Your Policy Regulariser is Secretly an Adversary

Playing against an imagined adversary leads to robust behaviour

The standard model for sequential decision-making under uncertainty is the Markov decision process (MDP). It assumes that actions are under control of the agent, whereas outcomes produced by the environment are random. MDPs are central to reinforcement learning (RL), where transition-probabilities and/or rewards are learned through interaction with the environment. Optimal policies for MDPs select the action that maximises future expected returns in each state, where the expectation is taken over the uncertain outcomes. This, famously, leads to deterministic policies which are brittle — they “put all eggs in one basket”. If we use such a policy in a situation where the transition dynamics or the rewards are different from the training environment, it will often generalise poorly.

Imagining an opponent inside the machine. Though seemingly “just an automaton”, the Mechanical Turk is capable of anticipating the player’s moves. When faced with such an adaptive dynamical system, the player needs to choose moves by imagining responses of an adversary controlling the machine and hedging accordingly. Image source: Joseph Racknitz, Public domain, via Wikimedia Commons

Implementing the adversary

We play the following game: the agent picks a policy, and after that, a hypothetical adversary gets to see this policy and change the rewards associated with each transition — the adversary gets to pick the worst-case reward-function perturbation from a set of hypothetical perturbations. When selecting a policy, our agent needs to anticipate the imagined adversary’s reward perturbations and use a policy that hedges against these perturbations in advance. The resulting fixed policy is robust against any of the anticipated perturbations. If, for instance, the reward function changes between training and deployment in a way that is covered by the possible perturbations of the imagined adversary, there is no need to adapt the policy after deployment; the deployed robust policy has already taken into account such perturbations in advance.

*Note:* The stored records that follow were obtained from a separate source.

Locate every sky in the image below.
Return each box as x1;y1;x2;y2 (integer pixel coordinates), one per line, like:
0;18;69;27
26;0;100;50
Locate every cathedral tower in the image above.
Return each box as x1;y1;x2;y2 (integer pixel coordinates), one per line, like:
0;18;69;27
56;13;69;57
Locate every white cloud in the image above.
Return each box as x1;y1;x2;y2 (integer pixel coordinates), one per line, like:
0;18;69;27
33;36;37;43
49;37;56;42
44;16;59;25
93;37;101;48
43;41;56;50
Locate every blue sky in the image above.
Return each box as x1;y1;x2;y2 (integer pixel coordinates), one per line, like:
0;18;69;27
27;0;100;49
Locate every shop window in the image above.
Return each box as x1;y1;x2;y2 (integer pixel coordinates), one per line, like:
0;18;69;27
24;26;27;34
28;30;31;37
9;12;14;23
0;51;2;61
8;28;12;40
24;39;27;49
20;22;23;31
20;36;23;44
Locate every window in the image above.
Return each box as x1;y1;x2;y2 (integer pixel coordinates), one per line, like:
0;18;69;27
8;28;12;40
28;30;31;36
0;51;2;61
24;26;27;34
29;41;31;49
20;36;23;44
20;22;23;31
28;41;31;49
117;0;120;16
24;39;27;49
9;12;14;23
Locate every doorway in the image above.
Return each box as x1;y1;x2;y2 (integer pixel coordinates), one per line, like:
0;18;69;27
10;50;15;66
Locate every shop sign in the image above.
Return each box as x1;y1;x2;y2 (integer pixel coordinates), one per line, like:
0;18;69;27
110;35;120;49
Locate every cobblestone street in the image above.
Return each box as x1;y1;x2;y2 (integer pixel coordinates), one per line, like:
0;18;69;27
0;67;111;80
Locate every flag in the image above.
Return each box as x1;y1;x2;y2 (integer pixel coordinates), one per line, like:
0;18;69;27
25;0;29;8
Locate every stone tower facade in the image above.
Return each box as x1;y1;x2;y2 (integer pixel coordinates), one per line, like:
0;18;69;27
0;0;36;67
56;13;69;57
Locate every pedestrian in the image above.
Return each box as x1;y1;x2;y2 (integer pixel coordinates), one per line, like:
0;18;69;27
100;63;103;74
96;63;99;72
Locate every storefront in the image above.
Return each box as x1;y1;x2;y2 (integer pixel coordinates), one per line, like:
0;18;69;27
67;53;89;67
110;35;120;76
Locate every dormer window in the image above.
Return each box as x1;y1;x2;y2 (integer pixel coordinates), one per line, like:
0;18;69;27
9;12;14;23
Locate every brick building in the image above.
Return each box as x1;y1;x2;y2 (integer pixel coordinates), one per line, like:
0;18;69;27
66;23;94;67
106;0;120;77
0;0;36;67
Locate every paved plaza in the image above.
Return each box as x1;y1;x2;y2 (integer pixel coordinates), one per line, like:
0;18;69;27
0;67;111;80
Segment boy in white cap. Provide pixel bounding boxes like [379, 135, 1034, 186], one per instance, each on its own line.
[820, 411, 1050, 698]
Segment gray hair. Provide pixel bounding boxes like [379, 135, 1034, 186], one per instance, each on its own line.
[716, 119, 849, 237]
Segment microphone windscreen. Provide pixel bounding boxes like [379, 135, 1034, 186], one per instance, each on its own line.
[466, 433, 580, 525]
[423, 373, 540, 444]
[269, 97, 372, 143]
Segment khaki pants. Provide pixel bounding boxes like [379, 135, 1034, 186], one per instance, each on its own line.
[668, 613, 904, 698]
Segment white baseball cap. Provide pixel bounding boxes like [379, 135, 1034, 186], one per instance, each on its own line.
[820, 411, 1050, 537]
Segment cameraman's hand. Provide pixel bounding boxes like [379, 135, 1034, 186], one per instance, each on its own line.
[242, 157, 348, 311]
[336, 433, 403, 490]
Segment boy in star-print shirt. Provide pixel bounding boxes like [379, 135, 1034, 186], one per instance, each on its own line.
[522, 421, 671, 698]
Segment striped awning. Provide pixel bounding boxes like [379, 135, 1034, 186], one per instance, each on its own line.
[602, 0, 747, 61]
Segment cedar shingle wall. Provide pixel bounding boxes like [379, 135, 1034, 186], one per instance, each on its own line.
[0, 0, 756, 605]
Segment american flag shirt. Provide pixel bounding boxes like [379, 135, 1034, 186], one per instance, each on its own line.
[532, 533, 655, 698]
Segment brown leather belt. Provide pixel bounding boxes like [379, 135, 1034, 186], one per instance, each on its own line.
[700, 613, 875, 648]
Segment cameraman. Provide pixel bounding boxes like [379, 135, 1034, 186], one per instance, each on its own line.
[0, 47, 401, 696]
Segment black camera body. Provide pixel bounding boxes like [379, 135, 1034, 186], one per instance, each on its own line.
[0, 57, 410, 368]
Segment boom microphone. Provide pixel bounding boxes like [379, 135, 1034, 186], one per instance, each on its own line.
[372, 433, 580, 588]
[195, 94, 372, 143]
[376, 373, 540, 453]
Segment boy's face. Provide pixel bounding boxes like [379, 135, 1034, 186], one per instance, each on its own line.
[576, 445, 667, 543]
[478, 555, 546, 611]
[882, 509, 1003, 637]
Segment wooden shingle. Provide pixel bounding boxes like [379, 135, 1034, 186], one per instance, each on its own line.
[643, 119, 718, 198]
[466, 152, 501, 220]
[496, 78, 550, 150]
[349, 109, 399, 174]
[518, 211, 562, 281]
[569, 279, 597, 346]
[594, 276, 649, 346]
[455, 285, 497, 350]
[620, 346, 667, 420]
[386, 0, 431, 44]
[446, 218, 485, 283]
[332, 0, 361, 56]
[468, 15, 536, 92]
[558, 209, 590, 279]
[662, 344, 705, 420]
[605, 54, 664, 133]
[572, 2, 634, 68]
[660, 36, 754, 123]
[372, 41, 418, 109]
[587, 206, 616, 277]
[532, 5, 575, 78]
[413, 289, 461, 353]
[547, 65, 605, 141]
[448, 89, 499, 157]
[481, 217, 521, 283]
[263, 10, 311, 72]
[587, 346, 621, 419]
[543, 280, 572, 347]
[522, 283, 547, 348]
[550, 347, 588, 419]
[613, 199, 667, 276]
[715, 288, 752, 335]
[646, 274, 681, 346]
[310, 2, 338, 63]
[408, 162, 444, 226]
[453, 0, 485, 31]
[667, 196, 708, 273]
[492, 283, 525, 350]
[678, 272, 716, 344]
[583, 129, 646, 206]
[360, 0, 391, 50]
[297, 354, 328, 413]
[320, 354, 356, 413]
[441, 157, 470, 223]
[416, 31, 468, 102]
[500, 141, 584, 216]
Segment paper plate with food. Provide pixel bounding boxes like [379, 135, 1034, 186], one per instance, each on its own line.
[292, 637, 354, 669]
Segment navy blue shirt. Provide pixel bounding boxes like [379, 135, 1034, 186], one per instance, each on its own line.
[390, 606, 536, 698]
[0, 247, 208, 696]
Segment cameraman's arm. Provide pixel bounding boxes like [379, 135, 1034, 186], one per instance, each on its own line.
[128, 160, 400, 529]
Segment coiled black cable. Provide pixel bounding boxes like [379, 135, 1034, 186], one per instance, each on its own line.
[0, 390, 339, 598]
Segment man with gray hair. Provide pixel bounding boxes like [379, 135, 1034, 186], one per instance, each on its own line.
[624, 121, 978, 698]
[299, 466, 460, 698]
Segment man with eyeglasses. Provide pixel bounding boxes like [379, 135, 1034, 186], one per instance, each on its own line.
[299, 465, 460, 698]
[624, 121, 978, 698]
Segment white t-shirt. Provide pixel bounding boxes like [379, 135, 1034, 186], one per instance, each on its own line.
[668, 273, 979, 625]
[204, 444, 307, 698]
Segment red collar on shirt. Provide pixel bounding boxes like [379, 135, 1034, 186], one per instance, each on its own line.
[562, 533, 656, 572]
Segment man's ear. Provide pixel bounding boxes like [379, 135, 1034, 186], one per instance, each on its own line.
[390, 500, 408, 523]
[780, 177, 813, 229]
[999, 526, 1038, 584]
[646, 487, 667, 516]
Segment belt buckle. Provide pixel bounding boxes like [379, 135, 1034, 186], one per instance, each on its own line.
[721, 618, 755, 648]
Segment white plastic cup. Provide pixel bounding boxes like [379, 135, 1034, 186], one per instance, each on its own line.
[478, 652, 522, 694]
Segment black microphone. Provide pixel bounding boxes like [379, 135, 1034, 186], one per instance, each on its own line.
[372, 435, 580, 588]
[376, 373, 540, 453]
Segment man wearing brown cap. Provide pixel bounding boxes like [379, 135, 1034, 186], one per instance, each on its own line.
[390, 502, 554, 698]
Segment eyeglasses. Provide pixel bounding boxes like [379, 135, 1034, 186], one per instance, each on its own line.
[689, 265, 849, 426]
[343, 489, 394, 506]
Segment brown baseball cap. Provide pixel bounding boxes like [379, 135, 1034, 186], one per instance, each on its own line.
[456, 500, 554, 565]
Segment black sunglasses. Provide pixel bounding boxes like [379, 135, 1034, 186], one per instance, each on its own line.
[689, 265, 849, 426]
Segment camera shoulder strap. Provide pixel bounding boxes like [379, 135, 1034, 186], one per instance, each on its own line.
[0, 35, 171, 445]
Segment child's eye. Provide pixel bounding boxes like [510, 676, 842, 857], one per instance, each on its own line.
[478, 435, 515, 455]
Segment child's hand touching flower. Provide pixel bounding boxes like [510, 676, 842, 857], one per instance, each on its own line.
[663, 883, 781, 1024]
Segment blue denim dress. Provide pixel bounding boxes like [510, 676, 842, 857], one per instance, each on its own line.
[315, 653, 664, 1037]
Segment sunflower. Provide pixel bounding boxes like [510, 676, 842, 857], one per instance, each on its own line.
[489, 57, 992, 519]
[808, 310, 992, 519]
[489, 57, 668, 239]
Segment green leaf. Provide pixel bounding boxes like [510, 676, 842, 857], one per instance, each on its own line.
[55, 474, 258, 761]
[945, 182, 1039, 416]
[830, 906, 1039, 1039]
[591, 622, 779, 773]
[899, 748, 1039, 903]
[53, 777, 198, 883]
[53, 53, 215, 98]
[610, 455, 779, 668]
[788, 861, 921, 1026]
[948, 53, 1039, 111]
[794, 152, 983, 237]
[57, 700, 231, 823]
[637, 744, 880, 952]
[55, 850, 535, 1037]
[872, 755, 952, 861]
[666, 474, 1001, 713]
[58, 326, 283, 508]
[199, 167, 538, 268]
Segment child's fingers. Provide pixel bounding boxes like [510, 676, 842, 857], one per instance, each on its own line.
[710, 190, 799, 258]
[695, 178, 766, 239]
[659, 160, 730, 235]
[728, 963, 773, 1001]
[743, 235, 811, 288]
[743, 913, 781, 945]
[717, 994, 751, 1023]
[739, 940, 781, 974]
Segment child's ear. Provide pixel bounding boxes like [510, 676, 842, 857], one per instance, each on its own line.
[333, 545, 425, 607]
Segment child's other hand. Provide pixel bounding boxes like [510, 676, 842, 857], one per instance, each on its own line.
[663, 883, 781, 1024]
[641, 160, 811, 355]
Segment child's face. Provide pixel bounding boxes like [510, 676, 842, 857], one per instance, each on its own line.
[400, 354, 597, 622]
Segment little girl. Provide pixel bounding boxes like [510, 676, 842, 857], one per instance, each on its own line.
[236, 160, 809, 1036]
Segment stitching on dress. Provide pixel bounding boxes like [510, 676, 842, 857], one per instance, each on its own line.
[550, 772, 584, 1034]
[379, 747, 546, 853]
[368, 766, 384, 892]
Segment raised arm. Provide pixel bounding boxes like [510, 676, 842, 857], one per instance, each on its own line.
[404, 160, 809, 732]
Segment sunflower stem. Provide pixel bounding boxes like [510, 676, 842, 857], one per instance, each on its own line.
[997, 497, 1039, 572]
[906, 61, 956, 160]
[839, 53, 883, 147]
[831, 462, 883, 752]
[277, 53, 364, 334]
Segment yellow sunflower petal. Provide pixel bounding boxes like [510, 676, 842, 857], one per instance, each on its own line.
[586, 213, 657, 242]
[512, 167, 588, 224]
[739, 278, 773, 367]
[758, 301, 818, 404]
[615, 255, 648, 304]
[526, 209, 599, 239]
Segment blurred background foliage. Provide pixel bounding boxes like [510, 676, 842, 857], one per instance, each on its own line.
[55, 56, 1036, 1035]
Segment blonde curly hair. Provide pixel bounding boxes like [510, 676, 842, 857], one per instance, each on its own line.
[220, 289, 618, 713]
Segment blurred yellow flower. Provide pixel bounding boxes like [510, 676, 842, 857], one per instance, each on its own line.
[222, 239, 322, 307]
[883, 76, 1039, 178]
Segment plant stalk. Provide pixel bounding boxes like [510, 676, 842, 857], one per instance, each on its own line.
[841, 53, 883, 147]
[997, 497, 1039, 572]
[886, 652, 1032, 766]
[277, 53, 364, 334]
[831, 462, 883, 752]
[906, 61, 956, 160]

Using convex duality to characterise the imagined adversary

The goal of our paper is to show how policy regularisation is equivalent to optimisation under a particular adversary, and to study that adversary. Using convex duality, it turns out that the adversary we are dealing with, in case of policy regularised RL, has the following properties:

  • The adversary applies an additive perturbation to the reward function:
    r’(s, a) = r(s, a)- Δr(s, a)
  • It pays a cost for modifying the agent’s rewards, but only has a limited budget. The cost function depends on the mathematical form of the policy regulariser — we investigate KL- and alpha-divergence regularisation. The budget is related to the regulariser strength.
  • The adversary applies a perturbation to all actions simultaneously (it knows the agent’s distribution over actions, but not which action the agent will sample). This generally leads to reducing rewards for high-probability actions and increasing rewards for low-probability actions.
Reward perturbations and policy for a single decision. Left column: unperturbed environment rewards for one state with six actions available. Agent’s Q-values correspond exactly to these environment rewards. Second column (blue): (top) regularised policy, (bottom) virtually unregularised policy (which is quasi deterministic). Third column: worst-case reward perturbations for given regulariser strength — finding the optimal (worst-case) perturbation that lies within the limited budget of the adversary is non-trivial and leads to a mini-max game between the adversary and the agent. Fourth column: perturbed rewards under worst-case perturbation.

Generalisation guarantee

The convex-dual formulation also allows us to characterise the full set of perturbations available to the adversary (the “feasible set” in the paper; we have already seen the worst-case perturbation in the illustration above). This allows us to give a quantitative generalisation guarantee:

Feasible set (red region): the set of perturbations available to the adversary for various regulariser strengths for a single state and two actions. X- and Y-axis show perturbed rewards for each action respectively. Blue stars show the unperturbed rewards (same value in all plots), red stars indicate the rewards under the worst-case reward perturbation (see paper for more details). For each perturbation that lies in the feasible set, the regularized policy is guaranteed to achieve expected perturbed reward greater than or equal to the value of the regularized objective. As intuitively expected, the feasible set becomes more restricted with decreasing regularizer strength, meaning the resulting policy becomes less robust (particularly against reward decreases). The slope and boundary of the feasible set can be directly linked to the optimal robust policy (action probabilities), see paper for more details.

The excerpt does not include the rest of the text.